Alice in Austria wrote a blog post on Motherhood and Writing, and had this to say:
I don’t know when I first conceived of the notion that I wanted both: to be a mother and a writer. It was never either/or for me. I only realized later, after Isabella was born, that the two are not as easily compatible as I always thought they’d be. Motherhood and writing. It’s like trying to mix oil and water.
Libby over at Midlife Mama linked to a column she wrote called "Independence Day" about the joys of traveling alone:
I am anonymous and irresponsible. For the next five days, I am no one's mother, no one's wife, simply a traveler and a conference attendee. I buy coffee and bottled water and magazines extravagantly; I fail to eat balanced meals; I stay up too late talking and then shower early in the morning to clear my head. I converse only with grown-ups -- there are no discussions of going to the bathroom, or who won't eat their vegetables, or what time someone has to be driven somewhere in the morning. It is heaven.
Even Oprah! has a page on her website that has a grouping of quotes from women writers on balancing motherhood and writing.

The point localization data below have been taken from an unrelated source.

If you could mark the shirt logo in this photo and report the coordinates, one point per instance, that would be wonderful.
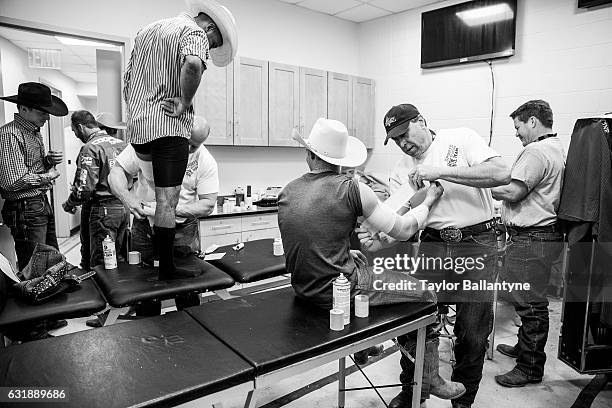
(389, 120)
(451, 156)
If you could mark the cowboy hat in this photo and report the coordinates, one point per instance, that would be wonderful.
(38, 96)
(226, 23)
(330, 141)
(108, 119)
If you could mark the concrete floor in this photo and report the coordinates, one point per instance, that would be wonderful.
(317, 388)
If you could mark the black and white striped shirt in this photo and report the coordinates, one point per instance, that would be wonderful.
(153, 74)
(23, 160)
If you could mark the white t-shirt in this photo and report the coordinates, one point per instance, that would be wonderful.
(540, 166)
(201, 176)
(460, 205)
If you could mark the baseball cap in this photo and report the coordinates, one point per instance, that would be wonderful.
(398, 119)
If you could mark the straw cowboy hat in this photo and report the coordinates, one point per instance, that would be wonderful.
(38, 96)
(108, 119)
(330, 141)
(226, 23)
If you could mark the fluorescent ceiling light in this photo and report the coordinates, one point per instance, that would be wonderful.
(85, 43)
(486, 15)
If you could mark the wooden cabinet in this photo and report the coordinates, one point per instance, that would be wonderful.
(313, 98)
(351, 101)
(214, 101)
(284, 106)
(250, 102)
(239, 228)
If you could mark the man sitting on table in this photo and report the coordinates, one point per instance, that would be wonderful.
(316, 216)
(198, 198)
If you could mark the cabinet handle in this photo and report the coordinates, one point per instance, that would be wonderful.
(218, 227)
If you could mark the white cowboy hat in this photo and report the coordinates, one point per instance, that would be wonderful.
(330, 141)
(108, 119)
(226, 23)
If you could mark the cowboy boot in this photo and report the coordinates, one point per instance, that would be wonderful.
(438, 386)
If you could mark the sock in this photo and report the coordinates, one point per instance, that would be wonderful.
(165, 245)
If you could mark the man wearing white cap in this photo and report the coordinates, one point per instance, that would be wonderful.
(316, 215)
(162, 77)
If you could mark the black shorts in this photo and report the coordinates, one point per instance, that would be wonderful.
(169, 156)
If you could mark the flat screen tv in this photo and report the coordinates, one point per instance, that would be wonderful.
(473, 31)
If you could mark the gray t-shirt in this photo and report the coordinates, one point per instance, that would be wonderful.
(540, 166)
(316, 215)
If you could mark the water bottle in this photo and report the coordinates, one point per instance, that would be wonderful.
(342, 296)
(110, 255)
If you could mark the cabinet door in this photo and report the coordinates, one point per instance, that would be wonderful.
(261, 234)
(339, 99)
(250, 102)
(313, 98)
(284, 104)
(214, 101)
(363, 110)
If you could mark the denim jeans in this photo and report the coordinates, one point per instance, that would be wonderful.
(529, 257)
(84, 235)
(110, 218)
(31, 221)
(142, 241)
(474, 321)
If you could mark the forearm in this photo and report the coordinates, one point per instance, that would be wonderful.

Through my wanderings today, I found a blogger named April who has a blog very similar to mine: entitled "Writing and Life" and she says in her post on "Balance":
Another key is to find someone who supports your dream. Find someone who cheers you on as you write and encourages you to keep doing so.
This is absolutely, deeply true. It's especially helpful if it's someone who lives in your own house. I don't know what I would do if I didn't have a profoundly supportive spouse who is willing to take up the slack when I go away, who cheers me on when I lose faith in my own ability to write anything, or finish anything. I know there are women out there who are trying to write with partners who not only don't support them, but actively undermine them. I know that personally, my marriage could not survive that. It's that third child thing.
And yes, single mothers without a strong extrafamilial support network have my vote for Heroines of the Universe. Single moms who keep it all together, nurture their kids, feed everyone and still manage to eke out poems and stories and novels, are my personal champions. So people out there, if you know a single mom who is trying to write a book or an article or anything other than a grocery list, give her a little gift of time and offer to take her kid to the zoo or the park for a few hours. The world of literature will be richer for it.
1 Comments:
Thanks for linking/quoting me! :) This is such an interesting topic and I love the fact that we are able to discuss this online with similar-minded people!